Special requirements for business occupancies
The rest of the changes to the Life Safety Chapter are in the LS.05 section, which applies to business occupancies.
The LS.05 standards were first introduced July 1, 2021. Previously, if a Life Safety Code deficiency was identified by a surveyor in a business occupancy, they would identify it on an observation in the Environment of Care standards. By introducing life safety standards specific to business occupancies, organizations and surveyors have a better understanding of what the expectations are. Once they were introduced, opportunities to modify the wording to bring them more in line with the requirements of NFPA 101-2012 were identified. These changes went through the process of CMS approval and are included in these newly revised standards.
- LS.05.01.10 EP7 is a catch-all for building and fire protection features in business occupancies and is expanded to include requirements for the protection of vertical openings. This EP replaces LS.05.01.10 EP4, which has now been deleted. Because vertical openings in business occupancies have so many exceptions that allow them to be open, EP7 references the Life Safety Code for requirements on vertical openings.
- LS.05.01.10 EP5 has a very small change that removes the code reference from the note of the EP to the main text but does not result in a substantial change.
- LS.05.01.20 EP8 was revised to identify an exception within NFPA 101-2012 Section 38/220.127.116.11. The Life Safety Code allows business occupancies to take advantage of an exception at 18.104.22.168.5, which permits principal entrance/exit doors to have a lock so long as it meets the requirements of this section..

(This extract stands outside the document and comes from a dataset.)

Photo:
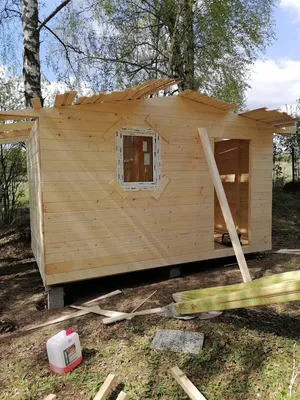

- LS.05.01.30 EP1 refers to the protection of hazardous areas in business occupancies and references NFPA 101-2012 Section 8.7. This section requires that new hazardous areas be enclosed with 1-hour barriers and a 45-minute door, or with a combination of sprinklers and smoke partitions. Existing hazardous areas, if they are non-sprinkled, must be enclosed with 1-hour fire barriers and a 45-minute door. The new wording of this EP does not differentiate between new and existing requirements. The American Society for Health Care Engineering has asked TJC for further clarification on this issue.
- LS.05.01.30 EP3 includes the requirements for alcohol-based hand rubs (ABHR) and was revised to remove references to smoke compartments since smoke barriers are not a requirement for business occupancies. It also removes the requirement that buildings be fully sprinkled if ABHR is installed over carpeted floors. Note, however, that the 2012 edition of the Life Safety Code does not explicitly address ABHR in business occupancies, so other authorities having jurisdiction may be more stringent in the use of ABHR in business occupancies.
- LS.05.01.34 EP1 and EP2 were revised to clarify the notification requirements for fire alarm systems. Existing business occupancies allow voice communication or a public address system as notification. In new business occupancies, the system must activate a general alarm.
- LS.02.01.35 EP1 and EP2 are not new but were moved to LS.05.01.34 EP4 and EP5 since they are applicable to fire alarm systems, not extinguishment.
TJC has published these revised standards on its website. Health care organizations accredited by TJC should review these standards to ensure compliance in the new year.